Wadada Leo Smith’s Love Sonnet for Lady Day

Cover_Love_Sonnet_for_Billie_Holiday

SMITH: Billie Holiday: A Love Sonnet. The A.D. Opera: A Long Vision with Imagination, Creativity and Fire, a dance opera (for Anthony Davis). IYER: Deep Time No. 1. DE JOHNETTE: Song for World Forgiveness. SMITH-DE JOHNETTE-IYER: Rocket / Wadada Leo Smith, tpt; Vijay Iyer, pno/celeste/org; Jack De Johnette, dm / TUM Records CD 060

This recording, made in 2016 but just now being released, is described by Smith in the booklet as a “dream project to work on with Jack and Vijay where the idea of composition and instrumentation would play a vital part in how the music sounded.” This makes a great deal of sense as one listens to the music herein. Although the first and third pieces in the album (both written by Smith) are dedicated to Billie Holiday, these are probably metaphorical tributes as there is nothing in the music that really relates to Holiday or any of the music she sang. (Billie stuck to the relatively simple pop songs of her day, Strange Fruit excepted; it was her deeply penetrating interpretation of lyrics that made her art special. She had a hard time singing anything that was musically outré; when Charles Mingus wrote Eclipse for her in the early 1950s, she was flattered but never performed it because she couldn’t hear the changes.)

Thus I take this recording to be more of a musical experiment in sound and texture, as Smith so clearly puts it, with perhaps a mental image of what Billie Holiday stood for in the background. The opening Love Sonnet consists mostly of long held notes played by Smith, with de Johnette being quite busy on the drums and Iyer’s piano fills being somewhere in between. It’s truly experimental music in the sense that some of it works and some of it doesn’t. The goal was to combine their sonorities with their contrasting views of rhythm and the use of space. As a result, it sounds much more like three excellent musicians playing their own thing than of a trio in the conventional sense of the word trying to fuse their ideas together.

As I pointed out in my review of the album that Iyer made with avant-garde tenor saxist Ivo Perelman, when your goal is to just spontaneously create music and just play whatever comes into your head without a sense of structure, what results isn’t always music that the mind can follow because there’s nothing for the mind to hold on to. Smith’s trumpet figures, taken by themselves, have a certain amount of structure to them, as do some of Iyer’s piano figures, but when put together and adding de Johnette’s drums, it’s really just sound and not music in the strict sense of the word.

Smith and Iyer seem to be more in accordance with one another on the latter’s piece Deep Time No. 1, but the continuous pre-recorded track of Iyer talking (it sounded like gibberish to me because it’s extremely difficult to make out words, but I’m told that it’s one of Malcolm X’s speeches, “By Any Means Necessary”) interferes more than it helps bind the music together. Once again, de Johnette just plays whatever he wants to, disregarding what Smith and Iyer are creating.

Oddly enough, things coalesce much better in Smith’s 18-minute “dance opera” for Anthony Davis, in part because de Johnette finally relaxes his uptempo playing to fit into the same groove that Smith and Iyer are in. True, he increases the tempo of his playing when the other two do as well, but this, too makes for a more homogenous improvisation than either of the two preceding pieces. Indeed, this piece is a gem of free improvisation; everything works well in it and makes some musical sense, held together by Iyer’s ingenious chord patterns. In the middle of the piece, Iyer switches to the celesta with excellent results as the tempo and phrasing both relax.

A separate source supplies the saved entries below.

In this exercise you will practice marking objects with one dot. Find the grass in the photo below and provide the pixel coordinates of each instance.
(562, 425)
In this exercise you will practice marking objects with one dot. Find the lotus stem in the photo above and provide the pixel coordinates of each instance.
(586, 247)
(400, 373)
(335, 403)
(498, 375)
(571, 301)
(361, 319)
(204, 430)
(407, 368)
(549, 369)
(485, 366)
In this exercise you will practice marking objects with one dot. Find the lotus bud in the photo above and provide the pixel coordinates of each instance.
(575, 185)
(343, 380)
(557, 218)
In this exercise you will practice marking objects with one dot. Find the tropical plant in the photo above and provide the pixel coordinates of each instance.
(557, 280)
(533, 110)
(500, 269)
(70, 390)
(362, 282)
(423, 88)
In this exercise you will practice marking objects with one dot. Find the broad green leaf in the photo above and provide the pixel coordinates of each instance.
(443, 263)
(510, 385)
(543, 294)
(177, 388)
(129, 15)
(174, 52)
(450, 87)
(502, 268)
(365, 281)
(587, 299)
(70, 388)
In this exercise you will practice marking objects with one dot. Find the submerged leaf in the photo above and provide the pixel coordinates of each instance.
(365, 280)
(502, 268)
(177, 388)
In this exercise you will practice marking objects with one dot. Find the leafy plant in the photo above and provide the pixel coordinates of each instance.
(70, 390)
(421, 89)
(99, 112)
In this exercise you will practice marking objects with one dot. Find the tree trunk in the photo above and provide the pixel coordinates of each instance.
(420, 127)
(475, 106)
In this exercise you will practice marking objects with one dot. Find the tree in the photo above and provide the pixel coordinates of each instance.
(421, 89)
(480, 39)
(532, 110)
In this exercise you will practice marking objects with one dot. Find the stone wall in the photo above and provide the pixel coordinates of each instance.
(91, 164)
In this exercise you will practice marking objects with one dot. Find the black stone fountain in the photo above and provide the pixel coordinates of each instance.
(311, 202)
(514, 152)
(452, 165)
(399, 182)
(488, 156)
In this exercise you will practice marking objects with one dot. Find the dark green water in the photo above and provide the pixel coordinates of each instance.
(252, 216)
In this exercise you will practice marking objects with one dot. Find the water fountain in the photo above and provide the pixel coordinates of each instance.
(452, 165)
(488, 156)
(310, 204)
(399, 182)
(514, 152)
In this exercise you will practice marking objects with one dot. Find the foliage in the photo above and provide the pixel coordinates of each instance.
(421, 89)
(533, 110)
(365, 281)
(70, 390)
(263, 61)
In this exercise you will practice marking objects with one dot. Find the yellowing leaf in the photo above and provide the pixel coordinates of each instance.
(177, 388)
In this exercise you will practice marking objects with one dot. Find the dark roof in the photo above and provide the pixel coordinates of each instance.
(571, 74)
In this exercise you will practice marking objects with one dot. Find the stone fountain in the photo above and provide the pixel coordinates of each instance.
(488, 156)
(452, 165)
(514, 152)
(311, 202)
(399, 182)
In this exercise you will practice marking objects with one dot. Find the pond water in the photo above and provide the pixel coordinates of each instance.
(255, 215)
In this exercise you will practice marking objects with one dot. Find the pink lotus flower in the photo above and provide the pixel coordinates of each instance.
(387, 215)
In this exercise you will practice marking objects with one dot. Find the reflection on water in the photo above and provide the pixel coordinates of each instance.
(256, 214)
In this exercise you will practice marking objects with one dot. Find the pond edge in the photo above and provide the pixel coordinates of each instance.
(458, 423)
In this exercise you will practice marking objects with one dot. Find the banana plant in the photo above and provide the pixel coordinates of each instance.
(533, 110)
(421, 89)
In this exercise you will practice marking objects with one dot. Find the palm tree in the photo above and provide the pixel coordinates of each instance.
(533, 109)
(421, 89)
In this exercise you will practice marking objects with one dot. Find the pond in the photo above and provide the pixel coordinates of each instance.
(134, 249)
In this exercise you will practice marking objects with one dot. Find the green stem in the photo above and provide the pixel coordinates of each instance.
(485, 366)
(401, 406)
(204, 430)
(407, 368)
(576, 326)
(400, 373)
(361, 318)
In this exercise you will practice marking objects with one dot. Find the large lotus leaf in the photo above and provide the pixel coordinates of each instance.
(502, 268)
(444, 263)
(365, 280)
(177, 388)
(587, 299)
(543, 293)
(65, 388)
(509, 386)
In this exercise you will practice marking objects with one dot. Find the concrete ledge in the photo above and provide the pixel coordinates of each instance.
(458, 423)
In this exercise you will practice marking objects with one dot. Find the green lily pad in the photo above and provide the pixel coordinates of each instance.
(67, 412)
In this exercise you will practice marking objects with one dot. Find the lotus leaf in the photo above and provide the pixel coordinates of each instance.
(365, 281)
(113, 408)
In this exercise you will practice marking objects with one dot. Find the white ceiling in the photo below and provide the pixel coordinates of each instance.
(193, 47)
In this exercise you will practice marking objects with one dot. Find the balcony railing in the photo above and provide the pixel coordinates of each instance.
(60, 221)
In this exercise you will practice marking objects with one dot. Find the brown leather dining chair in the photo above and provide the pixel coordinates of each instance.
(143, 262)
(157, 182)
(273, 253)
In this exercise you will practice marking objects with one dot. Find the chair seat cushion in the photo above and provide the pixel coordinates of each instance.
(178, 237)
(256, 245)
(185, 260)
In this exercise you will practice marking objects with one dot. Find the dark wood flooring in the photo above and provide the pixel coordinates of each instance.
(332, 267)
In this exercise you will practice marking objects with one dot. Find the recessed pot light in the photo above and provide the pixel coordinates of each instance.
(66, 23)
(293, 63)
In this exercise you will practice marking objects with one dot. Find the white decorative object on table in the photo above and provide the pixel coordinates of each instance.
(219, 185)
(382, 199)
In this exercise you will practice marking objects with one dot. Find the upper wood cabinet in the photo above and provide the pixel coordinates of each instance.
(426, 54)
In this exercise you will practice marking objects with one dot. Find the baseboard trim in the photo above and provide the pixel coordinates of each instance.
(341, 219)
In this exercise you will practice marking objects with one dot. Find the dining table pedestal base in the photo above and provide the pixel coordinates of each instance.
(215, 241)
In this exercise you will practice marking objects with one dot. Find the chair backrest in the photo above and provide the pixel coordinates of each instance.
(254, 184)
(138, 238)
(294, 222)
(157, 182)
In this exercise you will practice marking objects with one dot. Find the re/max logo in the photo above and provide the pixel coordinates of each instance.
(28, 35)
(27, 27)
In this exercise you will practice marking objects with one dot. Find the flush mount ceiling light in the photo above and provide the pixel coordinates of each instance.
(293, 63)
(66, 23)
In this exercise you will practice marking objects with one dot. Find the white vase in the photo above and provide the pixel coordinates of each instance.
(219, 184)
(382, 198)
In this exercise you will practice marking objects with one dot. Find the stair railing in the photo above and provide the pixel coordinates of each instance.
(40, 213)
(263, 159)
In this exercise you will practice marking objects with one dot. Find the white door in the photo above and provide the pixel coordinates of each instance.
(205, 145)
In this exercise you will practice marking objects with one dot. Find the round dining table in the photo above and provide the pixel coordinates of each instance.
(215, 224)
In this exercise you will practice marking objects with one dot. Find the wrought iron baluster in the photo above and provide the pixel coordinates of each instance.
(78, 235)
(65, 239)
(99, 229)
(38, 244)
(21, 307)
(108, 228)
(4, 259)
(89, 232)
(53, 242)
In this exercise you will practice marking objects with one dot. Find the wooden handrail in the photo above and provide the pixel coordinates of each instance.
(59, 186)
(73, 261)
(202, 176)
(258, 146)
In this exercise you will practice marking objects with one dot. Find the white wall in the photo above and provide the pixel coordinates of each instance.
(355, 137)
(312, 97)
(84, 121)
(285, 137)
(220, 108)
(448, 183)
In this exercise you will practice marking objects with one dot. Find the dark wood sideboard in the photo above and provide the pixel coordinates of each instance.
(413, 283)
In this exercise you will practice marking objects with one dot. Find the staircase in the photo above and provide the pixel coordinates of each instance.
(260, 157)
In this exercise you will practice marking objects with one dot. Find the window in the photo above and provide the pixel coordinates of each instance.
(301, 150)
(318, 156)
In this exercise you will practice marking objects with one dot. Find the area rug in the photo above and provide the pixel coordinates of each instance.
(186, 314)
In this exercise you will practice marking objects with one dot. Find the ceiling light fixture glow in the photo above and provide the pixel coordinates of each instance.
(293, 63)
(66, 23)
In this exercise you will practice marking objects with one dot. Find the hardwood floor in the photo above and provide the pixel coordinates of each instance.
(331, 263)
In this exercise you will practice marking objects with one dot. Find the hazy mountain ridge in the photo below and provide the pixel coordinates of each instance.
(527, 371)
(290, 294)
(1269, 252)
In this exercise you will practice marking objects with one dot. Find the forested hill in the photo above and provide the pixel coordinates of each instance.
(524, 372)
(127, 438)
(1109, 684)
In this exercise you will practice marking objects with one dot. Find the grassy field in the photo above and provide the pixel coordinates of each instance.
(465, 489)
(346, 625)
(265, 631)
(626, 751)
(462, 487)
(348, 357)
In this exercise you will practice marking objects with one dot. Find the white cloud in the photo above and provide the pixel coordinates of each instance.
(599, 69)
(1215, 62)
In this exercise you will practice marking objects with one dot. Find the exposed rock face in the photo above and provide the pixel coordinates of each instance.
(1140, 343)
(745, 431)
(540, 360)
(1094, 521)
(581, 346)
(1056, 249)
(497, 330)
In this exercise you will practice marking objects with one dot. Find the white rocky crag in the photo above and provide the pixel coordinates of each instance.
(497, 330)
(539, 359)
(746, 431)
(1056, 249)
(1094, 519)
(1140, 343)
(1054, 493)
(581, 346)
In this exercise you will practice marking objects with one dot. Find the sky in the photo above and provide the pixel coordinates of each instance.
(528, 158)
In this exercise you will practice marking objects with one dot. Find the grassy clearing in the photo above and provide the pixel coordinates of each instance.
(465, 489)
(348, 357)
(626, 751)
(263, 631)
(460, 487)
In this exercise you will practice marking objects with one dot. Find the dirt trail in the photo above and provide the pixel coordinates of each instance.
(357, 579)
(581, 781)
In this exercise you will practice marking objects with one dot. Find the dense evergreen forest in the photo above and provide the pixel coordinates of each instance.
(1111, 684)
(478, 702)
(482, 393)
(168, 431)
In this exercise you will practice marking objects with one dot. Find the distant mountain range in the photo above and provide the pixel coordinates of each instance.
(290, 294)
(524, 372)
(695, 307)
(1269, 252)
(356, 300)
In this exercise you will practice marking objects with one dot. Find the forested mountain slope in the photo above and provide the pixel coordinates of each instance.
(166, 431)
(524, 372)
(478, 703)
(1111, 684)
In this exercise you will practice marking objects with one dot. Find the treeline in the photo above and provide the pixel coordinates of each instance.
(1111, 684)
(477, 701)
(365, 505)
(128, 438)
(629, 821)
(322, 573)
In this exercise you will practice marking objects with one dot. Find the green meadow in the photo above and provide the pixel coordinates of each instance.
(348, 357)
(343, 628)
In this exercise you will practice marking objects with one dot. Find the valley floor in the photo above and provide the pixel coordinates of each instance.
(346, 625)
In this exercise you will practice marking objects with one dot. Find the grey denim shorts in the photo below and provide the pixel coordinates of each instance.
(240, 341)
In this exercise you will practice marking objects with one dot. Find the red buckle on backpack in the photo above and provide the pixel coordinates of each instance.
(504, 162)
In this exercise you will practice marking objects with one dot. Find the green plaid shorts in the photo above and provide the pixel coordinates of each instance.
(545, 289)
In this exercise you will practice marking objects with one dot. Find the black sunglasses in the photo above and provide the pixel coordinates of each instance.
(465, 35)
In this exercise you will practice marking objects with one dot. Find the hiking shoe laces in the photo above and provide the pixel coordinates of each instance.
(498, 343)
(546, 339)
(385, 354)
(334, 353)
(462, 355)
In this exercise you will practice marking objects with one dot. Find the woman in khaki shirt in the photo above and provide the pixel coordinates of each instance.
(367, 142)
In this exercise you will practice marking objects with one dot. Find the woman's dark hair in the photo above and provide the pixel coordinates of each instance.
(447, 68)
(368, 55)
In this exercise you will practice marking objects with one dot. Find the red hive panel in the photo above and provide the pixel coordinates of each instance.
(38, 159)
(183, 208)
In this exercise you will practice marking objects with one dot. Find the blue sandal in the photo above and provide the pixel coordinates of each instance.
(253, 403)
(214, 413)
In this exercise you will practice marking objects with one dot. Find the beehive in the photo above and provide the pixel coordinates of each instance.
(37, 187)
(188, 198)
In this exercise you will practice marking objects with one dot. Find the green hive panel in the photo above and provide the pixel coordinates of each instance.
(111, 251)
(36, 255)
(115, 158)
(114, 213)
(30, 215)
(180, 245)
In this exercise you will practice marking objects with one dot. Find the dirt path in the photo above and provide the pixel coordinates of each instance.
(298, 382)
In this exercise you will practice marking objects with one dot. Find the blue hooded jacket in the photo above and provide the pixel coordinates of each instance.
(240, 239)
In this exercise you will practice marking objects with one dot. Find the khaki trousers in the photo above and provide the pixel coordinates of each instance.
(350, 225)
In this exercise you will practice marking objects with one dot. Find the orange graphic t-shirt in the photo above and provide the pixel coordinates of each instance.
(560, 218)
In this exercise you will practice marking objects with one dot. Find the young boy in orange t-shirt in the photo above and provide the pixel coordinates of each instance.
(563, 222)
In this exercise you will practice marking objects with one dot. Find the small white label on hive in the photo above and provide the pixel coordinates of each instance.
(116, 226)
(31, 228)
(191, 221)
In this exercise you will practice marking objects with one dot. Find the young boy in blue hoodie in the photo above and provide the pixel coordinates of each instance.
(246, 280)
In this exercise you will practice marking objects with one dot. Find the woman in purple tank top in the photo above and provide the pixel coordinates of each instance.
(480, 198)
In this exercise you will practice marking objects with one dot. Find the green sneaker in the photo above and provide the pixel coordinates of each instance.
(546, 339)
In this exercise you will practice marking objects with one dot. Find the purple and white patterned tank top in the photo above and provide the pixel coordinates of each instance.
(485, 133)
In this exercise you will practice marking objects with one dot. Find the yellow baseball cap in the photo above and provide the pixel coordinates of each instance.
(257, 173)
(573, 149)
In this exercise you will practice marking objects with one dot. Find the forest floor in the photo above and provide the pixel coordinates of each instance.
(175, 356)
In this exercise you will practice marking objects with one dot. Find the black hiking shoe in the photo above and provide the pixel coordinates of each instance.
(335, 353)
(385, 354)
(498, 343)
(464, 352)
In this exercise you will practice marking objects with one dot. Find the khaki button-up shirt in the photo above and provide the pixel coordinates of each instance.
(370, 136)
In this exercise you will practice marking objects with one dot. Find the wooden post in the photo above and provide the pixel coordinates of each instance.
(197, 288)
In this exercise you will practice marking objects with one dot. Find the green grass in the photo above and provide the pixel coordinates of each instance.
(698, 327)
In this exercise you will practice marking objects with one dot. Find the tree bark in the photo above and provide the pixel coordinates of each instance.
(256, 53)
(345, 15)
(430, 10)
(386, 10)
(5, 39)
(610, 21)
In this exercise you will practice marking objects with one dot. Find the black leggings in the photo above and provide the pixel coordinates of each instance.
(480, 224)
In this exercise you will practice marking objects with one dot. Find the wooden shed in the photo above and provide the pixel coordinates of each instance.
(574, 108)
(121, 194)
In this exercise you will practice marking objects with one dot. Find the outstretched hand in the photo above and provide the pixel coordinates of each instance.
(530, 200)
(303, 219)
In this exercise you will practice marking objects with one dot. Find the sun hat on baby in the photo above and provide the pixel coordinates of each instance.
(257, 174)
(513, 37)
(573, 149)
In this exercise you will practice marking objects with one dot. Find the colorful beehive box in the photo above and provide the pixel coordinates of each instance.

In the Song for World Forgiveness (not sure what they’re forgiving), we reach a sort of compromise between the (slightly) organized chaos of the first two tracks and the more structured improvisation in the third, Again, this works well largely due to Iyer’s contribution; by now he seems fully conversant with what Smith is doing (still playing mostly in long-held notes, but occasionally in bursts of short note flurries) and has figured out a way to support him harmonically; there are some nice changes that he plays that help quite a bit. De Johnette, on the other hand, seems to only occasionally be in the same groove, although when he does play opposing rhythms he seems more cognizant of what the other two are doing.

Interestingly, the last piece on the album, a three-way collaboration titled Rocket, fares the best of all. The trio opens with a sort of funky 4 with de Johnette playing backbeats, which he is very good at, with Iyer now switching to Hammond organ and Smith playing much more animated figures on trumpet. Even Smith’s occasionally pained cries on his instrument seem to fit into the ongoing progression of sound.

In whole, then, one hears this album as an experiment that often worked but occasionally didn’t, the first two tracks being the weakest of the five. Such is the case with much free jazz, and one has to take what one gets, but there is clearly enough here that works so that I recommend this CD to you.